I recently finished the latest novel from Richard Powers called The Echo Maker. It was one of the finest books I’ve read in years. Powers is by leaps my favorite writer. His books are poems trapped in the novel form. The craft with words every bit as compelling as the stories they tell. I’m a big fan.

But there’s something different about this novel. It is still superbly crafted for sure, but the narrative engine revs louder. There was something about it. Something I couldn’t quite identify. As I was reading the book a fellow Powers fan friend of mine alerted me to an article in the NYT (login required), written by Powers, about how he composed the novel using only speech recognition software on a tablet computer. That was it, I thought. This must be the stylistic difference. A novel voice-crafted versus hand-crafted.

Except. The more I think about it, the more I can’t believe it. I work for IBM, a company deeply committed to speech recognition, text-to-speech, and machine translation. It is hairy, complex computing — bordering on AI. Personally I’ve been working in Arabic-English translation since 2000 and I know just how thorny the problems are in getting good recognition. I simply can’t believe an author as talented as Powers could create a book as linguistically complex as The Echo Maker using speech reco alone.

I’m not saying he’s lying. I’ve had some interaction with Powers, all positive. He kindly responds to e-mail, for one. And yet, there’s precedent for this tale of novel-by-dictation being fiction too. In 2002 at the Chicago Humanities Festival Powers delivered a talk called “Literary Devices” about an ELIZA-like machine that sucked him into an e-mail conversation that was as real as any human author’s output. I bought it. Most bought it. We bought wrong. The story itself was fiction — which only made it better. Humans falling for a story about a machine that tells stories indistinguishable from human stories. Amazing.

So, I guess I’m asking this. Mr. Powers, did you really dictate this whole novel? Or should we nestle comfortably in what is admittedly a damn good story even if you didn’t? All half-dozen readers of this blog are dying to know. And if we can’t tell your response from a computer impersonator we’ll obviously consider the dialogue valid. Do tell!

UPDATE: Powers replies. Wow. More on this in a bit …

See also the follow-up post Thamus (partially) vindicated.

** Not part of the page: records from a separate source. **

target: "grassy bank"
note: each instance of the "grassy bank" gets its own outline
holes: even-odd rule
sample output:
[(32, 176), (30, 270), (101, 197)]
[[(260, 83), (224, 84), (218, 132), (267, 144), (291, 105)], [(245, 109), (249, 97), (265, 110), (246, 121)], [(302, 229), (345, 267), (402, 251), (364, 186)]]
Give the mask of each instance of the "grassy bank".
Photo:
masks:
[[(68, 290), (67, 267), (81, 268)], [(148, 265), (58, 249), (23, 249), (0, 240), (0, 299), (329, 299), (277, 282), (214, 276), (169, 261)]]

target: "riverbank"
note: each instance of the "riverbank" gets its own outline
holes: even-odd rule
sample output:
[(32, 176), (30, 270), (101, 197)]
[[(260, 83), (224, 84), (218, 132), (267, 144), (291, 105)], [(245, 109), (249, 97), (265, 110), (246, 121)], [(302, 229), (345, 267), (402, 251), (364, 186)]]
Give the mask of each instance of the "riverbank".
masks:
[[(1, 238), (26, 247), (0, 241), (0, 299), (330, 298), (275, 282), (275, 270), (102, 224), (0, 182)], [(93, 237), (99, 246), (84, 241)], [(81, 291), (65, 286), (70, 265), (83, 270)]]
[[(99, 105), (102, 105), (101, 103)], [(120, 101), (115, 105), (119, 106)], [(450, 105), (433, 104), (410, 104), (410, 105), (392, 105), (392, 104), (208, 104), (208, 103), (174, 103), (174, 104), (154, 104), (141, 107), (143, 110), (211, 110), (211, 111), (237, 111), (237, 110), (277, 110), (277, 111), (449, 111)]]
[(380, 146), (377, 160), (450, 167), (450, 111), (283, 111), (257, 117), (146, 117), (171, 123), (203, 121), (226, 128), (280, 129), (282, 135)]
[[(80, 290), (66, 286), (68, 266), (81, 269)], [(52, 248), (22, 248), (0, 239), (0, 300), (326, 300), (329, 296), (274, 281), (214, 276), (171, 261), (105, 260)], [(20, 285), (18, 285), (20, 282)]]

3 Responses to “Echoes and real voices”

  1. donturn says :

    I’m reading The Echo Maker now too and as I’m reading it I’m thinking about the voice rec stuff, which is getting in the way of enjoying all the text. I keep wondering if Powers had to dictate with formatting information such as “he glanced around the room period and said to KS quote you mean italic me end italic end quote. That would be tedious indeed.
    I could imagine doing an outline or rough draft with voice rec, but not editing and formatting.

  2. Richard Powers says :

    It’s not called “lying,” John! It’s called “creative non-fiction!”
    Many thanks for the good words about my new novel. They mean a great deal to me. *The Echo Maker* is the first novel that I’ve written entirely by dictation, so it’s great to hear that the change in process may have contributed to producing a change in the reading experience as well.
    The absolute truth of the situation is: I created the book entirely on a Motion LE1600, using the tablet’s built-in noise-canceling microphone array. There’s no keyboard on this tablet slate, and I haven’t had one connected to it since purchasing the machine. That said, I have to concede your point that speech recognition is still very much a bleeding-edge, exploratory experience. While many, many sentences come out perfectly intact, some of them still are zingers. But the combination of stylus and speech is far more fluid and powerful for me than a keyboard ever was. Two taps are usually all it takes to fix a misheard word. Occasionally, I highlight a phrase and speak again. When a word isn’t in the speech lexicon, I handwrite it in. Using handwriting, I can easily change individual letters faster than it would take me to navigate and correct with the arrow keys, backspace, and letter keys. On rare occasions when it’s needed, I can also drop into spelling mode and speak the spelling of a word out loud. As a last resort, for short acronyms, foreign words, etc., I can peck things in with the on-screen keyboard. (So technically, I have “typed” very small portions of the text, although certainly only a fraction of one percent of the total document.)
    Donturn—it never occurred to me that publishing my article might make certain readers subvocalize punctuation! Here’s hoping that that consciousness goes away and the story comes back. From the production end, it’s remarkable how quickly you normalize the mechanics involved in speaking out the few punctuations a text requires. It simply becomes second nature – part of the process of thought. Just remember how much more tedious and aberrant it is to have to type in your phrases and long thoughts, one letter at a time. As far as John’s reaction of incredulity: I think the act of typing out a full novel manuscript is much more deserving of disbelief!
    Yours in speech (and speakos),

  3. noreen says :

    The Motion LE1600 is great, but what software does Poweres use? Dragon?